You can put your finger on a number of things that put the game in the Spurs’ control after the Heat led for most of the way, but eventually, it was Tony Parker, eating up the entire 24-second clock on the Spurs’ final possession, and somehow managing to hit a shot after the Heat, down 88-90 and hoping to get the ball with the same lead and 5-6 second to go, did an excellent job on the switch, forcing Parker to fall down.
Yet Parker got up and managed to pull off a shot with less than 0.1 left on the shot clock, pushing through James’ block and hitting a jumper that sealed the game with a four point lead (92-88) the Heat didn’t have enough time to erase. It comes down to these players, clutch or heroic or pure luck, whatever you want to call it, but this often makes or break a game, a series, and an NBA title.
Parker led the Spurs with 21 points, adding six assists on a 9-of-18 night from the field. The Heat did a good job most of the way on his pick & roll attempts with the right switches at the right time, but they couldn’t handle the ball movement for much of the way, and eventually Parker simply creating shots for himself off the dribble, especially when he was in one on one situations, including one spin move on Norris Cole the Cleveland State grad won’t forget anytime soon.
Tim Duncan looked like a 37-year old caught in the wrong place during the first quarter, but ended up with 20 points and 14 rebounds, but also 3 blocks as San Antonio allowed only 34 points in the paint, and kept everyone but James on very low shooting percentages from inside the paint, which forced Miami to take 25 three pointers (including 4, all misses, from Chris Bosh) while shooting only 57% from inside the paint, compared to a league best 67.2% during the regular season.
And there was Kawhi Leonard, that wasn’t huge on the offensive side, scoring 10 points, learning what it is to face LeBron James, but doing a great job defensively. He and Duncan looked attached at the hip as they both steered James again and again away from the basket, forcing the MVP to try and find open men instead of finishing down low on his own. James was still 5-for-5 when driving to the basket, but kicked out a lot more than he would have liked to, and the Heat shot only 25% on their drive-and-kick plays.
As for more on his job on James: James was only 2-of-8 from the field when facing Leonard (5-of-8 against everyone else), too many times holding on to the ball for too long, which usually means bad news for Miami when there’s no movement.
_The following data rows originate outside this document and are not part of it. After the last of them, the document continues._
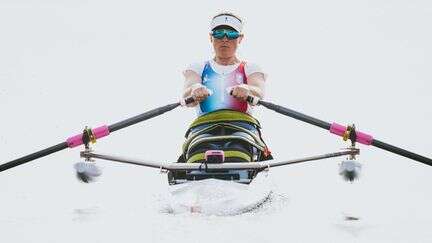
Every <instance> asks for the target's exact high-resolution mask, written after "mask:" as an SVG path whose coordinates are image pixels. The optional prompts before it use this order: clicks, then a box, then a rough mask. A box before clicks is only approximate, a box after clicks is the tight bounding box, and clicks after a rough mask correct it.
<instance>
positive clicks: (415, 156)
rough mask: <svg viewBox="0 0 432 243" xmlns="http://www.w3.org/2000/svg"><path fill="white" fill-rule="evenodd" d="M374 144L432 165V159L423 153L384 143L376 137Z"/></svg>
mask: <svg viewBox="0 0 432 243" xmlns="http://www.w3.org/2000/svg"><path fill="white" fill-rule="evenodd" d="M372 145H373V146H375V147H377V148H380V149H384V150H386V151H389V152H392V153H395V154H398V155H401V156H404V157H407V158H410V159H413V160H416V161H418V162H421V163H423V164H427V165H430V166H432V159H429V158H426V157H424V156H422V155H419V154H416V153H413V152H410V151H408V150H405V149H402V148H398V147H396V146H393V145H391V144H388V143H384V142H381V141H379V140H376V139H374V140H372Z"/></svg>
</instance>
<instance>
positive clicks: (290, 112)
mask: <svg viewBox="0 0 432 243" xmlns="http://www.w3.org/2000/svg"><path fill="white" fill-rule="evenodd" d="M248 102H249V103H252V104H258V105H262V106H264V107H266V108H268V109H270V110H273V111H276V112H277V113H280V114H282V115H285V116H289V117H292V118H294V119H297V120H300V121H303V122H306V123H309V124H312V125H314V126H317V127H321V128H323V129H325V130H328V131H330V132H331V133H333V134H336V135H338V136H341V137H344V139H346V138H349V139H351V140H355V141H356V142H358V143H361V144H365V145H372V146H375V147H377V148H380V149H383V150H387V151H389V152H392V153H395V154H398V155H401V156H403V157H406V158H410V159H413V160H415V161H418V162H421V163H423V164H427V165H430V166H432V159H430V158H427V157H424V156H422V155H419V154H416V153H413V152H410V151H408V150H405V149H402V148H399V147H396V146H394V145H391V144H388V143H384V142H382V141H380V140H377V139H375V138H373V136H371V135H369V134H366V133H363V132H359V131H355V130H354V129H353V128H352V127H346V126H343V125H340V124H337V123H331V124H330V123H328V122H325V121H322V120H319V119H317V118H314V117H311V116H308V115H305V114H303V113H300V112H298V111H295V110H291V109H288V108H285V107H283V106H280V105H275V104H273V103H270V102H267V101H263V100H259V99H257V98H256V97H248ZM353 131H354V133H352V132H353Z"/></svg>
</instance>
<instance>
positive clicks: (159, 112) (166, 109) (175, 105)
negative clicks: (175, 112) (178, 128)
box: [108, 103, 180, 132]
mask: <svg viewBox="0 0 432 243" xmlns="http://www.w3.org/2000/svg"><path fill="white" fill-rule="evenodd" d="M179 105H180V103H174V104H169V105H166V106H163V107H159V108H156V109H153V110H151V111H147V112H145V113H143V114H140V115H137V116H134V117H131V118H129V119H126V120H124V121H121V122H117V123H114V124H112V125H110V126H108V129H109V131H110V132H115V131H117V130H120V129H122V128H125V127H128V126H131V125H134V124H137V123H139V122H142V121H145V120H148V119H150V118H153V117H155V116H159V115H162V114H163V113H165V112H167V111H170V110H172V109H174V108H176V107H178V106H179Z"/></svg>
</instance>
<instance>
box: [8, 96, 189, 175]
mask: <svg viewBox="0 0 432 243" xmlns="http://www.w3.org/2000/svg"><path fill="white" fill-rule="evenodd" d="M192 102H194V100H193V98H191V97H189V98H187V99H184V100H181V101H180V102H177V103H173V104H168V105H165V106H162V107H159V108H156V109H153V110H150V111H147V112H145V113H142V114H140V115H137V116H134V117H131V118H129V119H126V120H123V121H120V122H117V123H114V124H112V125H110V126H107V125H104V126H100V127H97V128H94V129H89V130H87V131H85V132H87V133H88V134H89V137H90V139H91V140H93V141H95V140H96V139H98V138H102V137H105V136H108V135H109V134H110V133H112V132H115V131H117V130H120V129H123V128H125V127H128V126H131V125H134V124H136V123H139V122H142V121H145V120H148V119H150V118H153V117H156V116H159V115H162V114H163V113H165V112H168V111H170V110H173V109H175V108H176V107H178V106H180V105H182V106H184V105H186V104H189V103H192ZM83 137H84V133H81V134H77V135H75V136H72V137H69V138H68V139H66V141H64V142H61V143H59V144H57V145H54V146H51V147H49V148H46V149H42V150H40V151H37V152H35V153H32V154H29V155H26V156H24V157H21V158H18V159H15V160H12V161H10V162H7V163H5V164H2V165H0V172H1V171H5V170H8V169H10V168H13V167H16V166H18V165H22V164H25V163H27V162H30V161H32V160H35V159H38V158H42V157H44V156H47V155H50V154H52V153H56V152H58V151H61V150H63V149H66V148H74V147H77V146H79V145H82V144H83V143H86V141H84V140H85V137H84V139H83ZM87 142H88V141H87Z"/></svg>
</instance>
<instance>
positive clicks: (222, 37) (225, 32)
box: [212, 29, 240, 40]
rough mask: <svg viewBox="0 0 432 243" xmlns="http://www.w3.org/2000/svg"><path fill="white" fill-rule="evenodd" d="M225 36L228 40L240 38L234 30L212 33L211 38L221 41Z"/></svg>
mask: <svg viewBox="0 0 432 243" xmlns="http://www.w3.org/2000/svg"><path fill="white" fill-rule="evenodd" d="M225 35H226V36H227V38H228V39H229V40H235V39H237V38H239V37H240V33H239V32H237V31H235V30H226V29H219V30H213V31H212V36H213V37H214V38H216V39H223V37H224V36H225Z"/></svg>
This wasn’t the perfect game for San Antonio offensively, shown by their 30.4% from beyond the arc and only 4 fast break points. It was their defense, keeping Miami on only 16 points in the fourth quarter, creating the room for Tony Parker to bring on his unrepeatable individual ability and win the game with a little bit of luck. The Spurs now have home court advantage, although we have learned that doesn’t mean too much. Knowing they could have played much better and still won the game, learning about certain things they do the Heat struggle to respond with, is the biggest victory out of game 1.